Los unos por los otros, y muchos reunidos, han compuesto la gran coartada para el despliegue de la revancha política que llevan a cabo aquellos que nunca alcanzarán la gobernabilidad de una nación por medio de las urnas, o bien de quienes la han obtenido a través de éstas, pero nunca perdonarán que otros se la hayan arrebatado en buena lid y no lo hagan peor que ellos. Porque hoy la coartada para la insurrección de la izquierda, tras su resurrección, se denomina “opinión pública”. No hay más que leer o escuchar a los guionistas de la nueva y peculiar “escopeta nacional” que hoy se escenifica en España. Todo vale (donde “todo” significa en verdad todo) para “parar la guerra”, y de paso derribar al “Gobierno ilegitimo” de Aznar, porque la inmensa-mayoría-de-los-españoles-ya-se-han-manifestado, y el clamor popular es así diáfano e inapelable. Se han crecido y se han visto tan legitimados en la sopa de letras y lemas cocinada, están tan excitados, que están embobados ante la sopa boba. Y no van a dejar pasar la ocasión.

Uno se maravilla al observar cómo al calor de unos sentimientos generales de paz, de defensa del débil y de reprobación del fuerte (David y Goliat) y a base de puro candor y simplicidad, hemos llegado a esto. Uno se sorprende de ver cómo el Gobierno no ha sabido, por el contrario, acoger, potenciar y encauzar los sentimientos de seguridad, de prevención del terror, de protección de las víctimas y de repudio de las dictaduras y de los tiranos, que podrían ser igualmente compartidos por la muchedumbre. Mas debe señalarse que no es tarea fácil el armar un discurso democrático coherente y ordenar una acción política inteligente cuando la estrategia de la indignación y del todos contra uno, sin duda, ha funcionado. Hay que desvelar quién está sacando ganancias en ese escenario y, con ese fin, destapa la indignación en su reclamación o hace gala de la mayor desvergüenza en su exigencia: ésos suelen ser los que sacan partido y beneficio, sea en transacciones comunes, sea en perspectivas electorales próximas, en desafíos autonómicos y aun secesionistas al Estado, en el horizonte de negocios mediáticos en marcha, o sea simplemente por afán de incordiar (tal y como proclamó con insuperable arte poético el Nobel Saramago, al reconocer ante miles de manifestantes que allí no se acudía para conseguir nada —parar la guerra—, sino que iban de moscardones atacando las partes bajas del Gobierno. Fuertes aplausos).

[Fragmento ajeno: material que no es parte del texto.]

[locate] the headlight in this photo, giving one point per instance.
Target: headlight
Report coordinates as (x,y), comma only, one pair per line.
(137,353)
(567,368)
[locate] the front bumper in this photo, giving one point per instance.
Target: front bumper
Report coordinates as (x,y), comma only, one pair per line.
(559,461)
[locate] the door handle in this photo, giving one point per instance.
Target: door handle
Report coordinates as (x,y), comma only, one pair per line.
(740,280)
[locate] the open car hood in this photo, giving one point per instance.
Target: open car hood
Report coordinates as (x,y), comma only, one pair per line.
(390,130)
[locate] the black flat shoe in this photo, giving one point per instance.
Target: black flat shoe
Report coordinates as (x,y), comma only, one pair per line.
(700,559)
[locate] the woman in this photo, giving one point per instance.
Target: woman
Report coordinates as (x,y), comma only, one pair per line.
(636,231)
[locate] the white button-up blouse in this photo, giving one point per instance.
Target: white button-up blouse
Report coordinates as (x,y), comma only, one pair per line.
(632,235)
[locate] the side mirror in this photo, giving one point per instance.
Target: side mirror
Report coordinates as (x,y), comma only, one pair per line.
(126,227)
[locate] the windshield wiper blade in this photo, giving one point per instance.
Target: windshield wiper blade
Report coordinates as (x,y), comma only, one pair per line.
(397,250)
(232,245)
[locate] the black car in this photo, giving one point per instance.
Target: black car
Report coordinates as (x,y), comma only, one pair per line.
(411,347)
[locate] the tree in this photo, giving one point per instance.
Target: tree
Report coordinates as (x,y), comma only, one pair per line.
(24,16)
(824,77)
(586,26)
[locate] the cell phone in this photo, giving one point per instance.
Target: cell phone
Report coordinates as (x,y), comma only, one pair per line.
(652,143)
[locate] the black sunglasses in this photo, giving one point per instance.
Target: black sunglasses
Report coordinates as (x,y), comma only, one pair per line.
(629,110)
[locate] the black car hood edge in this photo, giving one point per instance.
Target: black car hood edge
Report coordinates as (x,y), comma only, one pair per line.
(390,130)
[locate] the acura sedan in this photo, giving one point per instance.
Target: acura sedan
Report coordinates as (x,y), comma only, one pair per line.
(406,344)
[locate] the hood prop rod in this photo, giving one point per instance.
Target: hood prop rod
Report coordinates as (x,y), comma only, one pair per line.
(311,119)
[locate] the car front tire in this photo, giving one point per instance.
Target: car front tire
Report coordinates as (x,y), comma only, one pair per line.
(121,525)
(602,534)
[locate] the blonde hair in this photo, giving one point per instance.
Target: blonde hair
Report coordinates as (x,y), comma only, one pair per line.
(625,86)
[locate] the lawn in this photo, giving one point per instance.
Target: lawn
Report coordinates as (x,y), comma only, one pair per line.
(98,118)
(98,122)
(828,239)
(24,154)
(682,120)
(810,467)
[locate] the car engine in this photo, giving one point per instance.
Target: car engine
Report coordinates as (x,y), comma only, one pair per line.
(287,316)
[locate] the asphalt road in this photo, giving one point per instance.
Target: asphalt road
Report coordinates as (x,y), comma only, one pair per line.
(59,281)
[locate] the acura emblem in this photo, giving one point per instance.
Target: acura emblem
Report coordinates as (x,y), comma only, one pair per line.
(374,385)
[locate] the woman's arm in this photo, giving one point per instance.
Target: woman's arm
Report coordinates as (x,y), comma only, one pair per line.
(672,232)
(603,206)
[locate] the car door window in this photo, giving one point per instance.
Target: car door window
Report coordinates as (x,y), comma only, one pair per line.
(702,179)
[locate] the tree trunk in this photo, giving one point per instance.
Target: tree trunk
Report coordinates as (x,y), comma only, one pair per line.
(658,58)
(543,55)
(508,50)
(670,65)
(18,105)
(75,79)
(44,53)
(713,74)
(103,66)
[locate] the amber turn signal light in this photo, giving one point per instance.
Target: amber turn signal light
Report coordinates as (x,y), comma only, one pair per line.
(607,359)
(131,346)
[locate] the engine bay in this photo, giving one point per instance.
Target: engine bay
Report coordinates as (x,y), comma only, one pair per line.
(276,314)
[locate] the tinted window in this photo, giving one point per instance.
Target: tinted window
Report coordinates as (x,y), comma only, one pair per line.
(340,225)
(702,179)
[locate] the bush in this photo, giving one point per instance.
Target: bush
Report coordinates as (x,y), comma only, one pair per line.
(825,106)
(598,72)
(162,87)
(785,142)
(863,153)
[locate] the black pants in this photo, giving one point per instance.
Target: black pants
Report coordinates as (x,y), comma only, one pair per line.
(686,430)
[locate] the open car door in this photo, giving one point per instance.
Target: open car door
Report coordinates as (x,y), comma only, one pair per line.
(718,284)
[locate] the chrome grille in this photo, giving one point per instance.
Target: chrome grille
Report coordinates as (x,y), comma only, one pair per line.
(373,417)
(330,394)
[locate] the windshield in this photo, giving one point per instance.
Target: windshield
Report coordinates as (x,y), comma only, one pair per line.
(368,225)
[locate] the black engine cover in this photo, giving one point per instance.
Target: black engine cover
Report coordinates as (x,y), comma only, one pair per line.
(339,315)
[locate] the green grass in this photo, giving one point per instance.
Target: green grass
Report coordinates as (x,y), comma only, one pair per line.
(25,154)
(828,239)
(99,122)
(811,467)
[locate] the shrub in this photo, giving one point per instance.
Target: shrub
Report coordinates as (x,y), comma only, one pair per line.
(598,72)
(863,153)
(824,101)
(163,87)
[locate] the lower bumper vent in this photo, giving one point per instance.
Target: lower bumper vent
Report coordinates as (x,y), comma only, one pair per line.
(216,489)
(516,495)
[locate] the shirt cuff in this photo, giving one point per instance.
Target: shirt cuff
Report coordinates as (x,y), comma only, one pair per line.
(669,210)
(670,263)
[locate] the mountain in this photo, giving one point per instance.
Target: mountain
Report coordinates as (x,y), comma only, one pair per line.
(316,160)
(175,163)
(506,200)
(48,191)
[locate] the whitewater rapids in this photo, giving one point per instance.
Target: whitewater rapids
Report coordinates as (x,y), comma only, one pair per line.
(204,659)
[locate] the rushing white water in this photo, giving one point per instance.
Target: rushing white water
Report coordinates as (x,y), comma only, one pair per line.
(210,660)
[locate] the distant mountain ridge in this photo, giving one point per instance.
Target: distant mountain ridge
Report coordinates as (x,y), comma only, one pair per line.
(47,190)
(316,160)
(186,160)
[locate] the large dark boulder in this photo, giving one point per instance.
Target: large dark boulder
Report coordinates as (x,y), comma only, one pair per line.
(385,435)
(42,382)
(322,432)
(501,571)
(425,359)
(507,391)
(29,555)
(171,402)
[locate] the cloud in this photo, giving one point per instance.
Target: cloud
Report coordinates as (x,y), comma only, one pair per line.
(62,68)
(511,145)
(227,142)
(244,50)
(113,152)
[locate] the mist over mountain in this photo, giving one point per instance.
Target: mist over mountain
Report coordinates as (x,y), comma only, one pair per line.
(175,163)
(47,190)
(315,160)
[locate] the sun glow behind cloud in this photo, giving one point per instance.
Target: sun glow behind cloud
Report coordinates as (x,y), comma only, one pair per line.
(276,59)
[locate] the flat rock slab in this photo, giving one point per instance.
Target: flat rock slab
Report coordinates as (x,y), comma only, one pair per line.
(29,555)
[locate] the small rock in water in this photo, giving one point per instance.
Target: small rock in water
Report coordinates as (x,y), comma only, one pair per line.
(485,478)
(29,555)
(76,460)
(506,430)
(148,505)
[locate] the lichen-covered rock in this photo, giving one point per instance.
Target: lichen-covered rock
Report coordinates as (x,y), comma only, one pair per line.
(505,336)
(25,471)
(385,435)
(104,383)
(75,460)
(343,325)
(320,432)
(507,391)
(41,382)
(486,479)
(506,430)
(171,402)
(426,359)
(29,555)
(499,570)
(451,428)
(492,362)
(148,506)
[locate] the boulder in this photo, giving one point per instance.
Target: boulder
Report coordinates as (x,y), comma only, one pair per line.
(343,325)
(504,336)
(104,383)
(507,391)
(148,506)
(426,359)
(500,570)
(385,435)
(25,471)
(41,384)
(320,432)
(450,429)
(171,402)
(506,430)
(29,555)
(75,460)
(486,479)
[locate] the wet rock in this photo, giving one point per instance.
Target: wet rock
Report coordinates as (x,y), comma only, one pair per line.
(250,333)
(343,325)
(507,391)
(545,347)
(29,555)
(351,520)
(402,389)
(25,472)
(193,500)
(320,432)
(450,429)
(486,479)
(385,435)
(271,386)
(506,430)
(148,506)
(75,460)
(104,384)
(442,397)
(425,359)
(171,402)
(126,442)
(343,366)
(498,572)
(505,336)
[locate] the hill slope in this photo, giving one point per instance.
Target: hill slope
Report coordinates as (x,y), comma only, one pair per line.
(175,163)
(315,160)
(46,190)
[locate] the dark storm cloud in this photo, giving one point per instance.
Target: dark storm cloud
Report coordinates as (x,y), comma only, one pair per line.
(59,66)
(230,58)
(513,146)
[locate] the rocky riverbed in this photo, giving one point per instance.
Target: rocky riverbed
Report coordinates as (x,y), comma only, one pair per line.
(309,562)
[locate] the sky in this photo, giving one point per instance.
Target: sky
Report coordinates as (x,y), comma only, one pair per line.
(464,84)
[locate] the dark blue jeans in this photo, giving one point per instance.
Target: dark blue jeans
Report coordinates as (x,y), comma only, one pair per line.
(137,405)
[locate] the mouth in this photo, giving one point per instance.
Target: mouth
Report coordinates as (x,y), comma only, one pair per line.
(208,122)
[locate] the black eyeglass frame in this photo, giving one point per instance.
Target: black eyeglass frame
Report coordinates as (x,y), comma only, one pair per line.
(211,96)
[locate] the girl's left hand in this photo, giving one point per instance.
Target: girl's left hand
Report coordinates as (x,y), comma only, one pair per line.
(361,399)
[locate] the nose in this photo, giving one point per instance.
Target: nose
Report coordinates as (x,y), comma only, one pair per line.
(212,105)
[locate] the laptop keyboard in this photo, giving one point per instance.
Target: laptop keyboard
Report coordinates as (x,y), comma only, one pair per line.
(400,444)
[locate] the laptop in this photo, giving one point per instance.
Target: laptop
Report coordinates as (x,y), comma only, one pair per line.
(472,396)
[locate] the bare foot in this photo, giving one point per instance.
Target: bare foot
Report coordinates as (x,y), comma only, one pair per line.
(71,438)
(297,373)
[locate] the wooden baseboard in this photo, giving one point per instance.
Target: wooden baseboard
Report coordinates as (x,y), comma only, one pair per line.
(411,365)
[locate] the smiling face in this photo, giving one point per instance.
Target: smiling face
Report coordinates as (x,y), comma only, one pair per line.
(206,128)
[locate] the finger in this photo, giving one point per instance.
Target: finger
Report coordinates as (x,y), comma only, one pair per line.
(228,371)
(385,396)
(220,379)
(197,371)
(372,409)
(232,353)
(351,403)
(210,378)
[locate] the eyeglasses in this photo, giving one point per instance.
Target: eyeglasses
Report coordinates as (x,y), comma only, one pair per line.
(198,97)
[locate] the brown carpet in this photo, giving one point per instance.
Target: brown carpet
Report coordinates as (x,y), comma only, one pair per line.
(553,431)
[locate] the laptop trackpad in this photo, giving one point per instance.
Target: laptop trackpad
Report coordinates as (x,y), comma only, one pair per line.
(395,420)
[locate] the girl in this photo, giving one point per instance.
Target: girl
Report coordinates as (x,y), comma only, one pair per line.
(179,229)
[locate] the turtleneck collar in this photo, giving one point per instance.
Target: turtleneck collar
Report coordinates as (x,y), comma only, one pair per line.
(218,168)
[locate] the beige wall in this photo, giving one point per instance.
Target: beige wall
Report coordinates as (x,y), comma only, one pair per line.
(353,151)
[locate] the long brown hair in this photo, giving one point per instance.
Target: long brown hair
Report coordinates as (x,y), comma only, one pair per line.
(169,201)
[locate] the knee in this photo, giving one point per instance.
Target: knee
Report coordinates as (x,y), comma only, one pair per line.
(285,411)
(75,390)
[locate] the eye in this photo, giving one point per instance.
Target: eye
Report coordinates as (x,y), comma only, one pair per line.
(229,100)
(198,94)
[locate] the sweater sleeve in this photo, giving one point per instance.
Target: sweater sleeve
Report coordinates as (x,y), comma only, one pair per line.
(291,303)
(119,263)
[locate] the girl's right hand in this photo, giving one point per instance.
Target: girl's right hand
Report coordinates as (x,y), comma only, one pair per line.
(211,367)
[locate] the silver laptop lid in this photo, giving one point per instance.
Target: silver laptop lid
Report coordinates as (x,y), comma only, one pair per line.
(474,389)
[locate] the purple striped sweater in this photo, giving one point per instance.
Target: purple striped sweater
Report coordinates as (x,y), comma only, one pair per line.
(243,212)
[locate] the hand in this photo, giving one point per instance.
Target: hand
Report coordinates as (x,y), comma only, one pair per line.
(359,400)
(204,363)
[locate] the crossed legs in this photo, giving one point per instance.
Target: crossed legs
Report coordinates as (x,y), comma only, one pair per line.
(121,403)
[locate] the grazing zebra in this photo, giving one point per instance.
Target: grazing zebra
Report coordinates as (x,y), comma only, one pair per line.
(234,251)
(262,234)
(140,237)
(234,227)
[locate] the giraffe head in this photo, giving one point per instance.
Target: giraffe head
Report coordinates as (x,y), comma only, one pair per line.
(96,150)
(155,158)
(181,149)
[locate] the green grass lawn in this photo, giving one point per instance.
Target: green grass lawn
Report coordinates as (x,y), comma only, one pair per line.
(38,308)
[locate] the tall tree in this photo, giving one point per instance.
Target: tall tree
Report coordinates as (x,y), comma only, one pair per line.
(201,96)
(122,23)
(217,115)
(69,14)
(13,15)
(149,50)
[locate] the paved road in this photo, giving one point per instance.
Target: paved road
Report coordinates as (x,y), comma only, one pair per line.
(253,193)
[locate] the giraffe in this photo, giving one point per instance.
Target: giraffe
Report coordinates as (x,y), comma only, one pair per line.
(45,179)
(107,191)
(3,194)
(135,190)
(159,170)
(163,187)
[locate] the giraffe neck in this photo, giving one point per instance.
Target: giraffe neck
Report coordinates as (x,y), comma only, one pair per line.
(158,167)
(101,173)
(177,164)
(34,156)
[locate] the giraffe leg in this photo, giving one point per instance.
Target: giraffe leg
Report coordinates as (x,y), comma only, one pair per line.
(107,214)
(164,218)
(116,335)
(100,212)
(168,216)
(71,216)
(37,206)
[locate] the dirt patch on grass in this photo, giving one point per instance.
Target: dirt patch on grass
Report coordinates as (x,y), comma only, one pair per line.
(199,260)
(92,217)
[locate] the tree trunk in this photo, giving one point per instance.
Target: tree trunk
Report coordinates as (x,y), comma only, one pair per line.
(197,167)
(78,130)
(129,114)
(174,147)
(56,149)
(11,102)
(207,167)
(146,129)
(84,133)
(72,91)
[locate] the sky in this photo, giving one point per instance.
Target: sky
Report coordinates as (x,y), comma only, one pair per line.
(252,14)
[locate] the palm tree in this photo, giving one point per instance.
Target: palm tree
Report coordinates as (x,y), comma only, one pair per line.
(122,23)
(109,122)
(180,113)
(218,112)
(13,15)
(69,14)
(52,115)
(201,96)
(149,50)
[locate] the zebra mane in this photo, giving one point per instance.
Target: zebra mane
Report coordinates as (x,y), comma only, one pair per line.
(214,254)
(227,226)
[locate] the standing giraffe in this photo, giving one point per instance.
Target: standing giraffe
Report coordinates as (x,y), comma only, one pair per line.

Se ha sacado tanto provecho de la comedia de la indignación y de la desvergüenza que sus promotores y actores no van a ceder por propia iniciativa y convicción, o por arrepentimiento. Acaso la única manera de parar esta Gran Manifestación, la Gran Manipulación, que recorre España y amenaza con desequilibrarla sea que el público —el cual, conscientemente o no, ha ayudado a formarla— facilite ahora su disolución, disolviéndose pacíficamente, mientras exclama con la misma firmeza de antes: “No en mi nombre”.

Fernando R. Genovés es filósofo y ensayista. Su último libro publicado lleva por título Saber del ámbito. Sobre dominios y esferas en el orbe de la filosofía, Ed. Síntesis, 2001.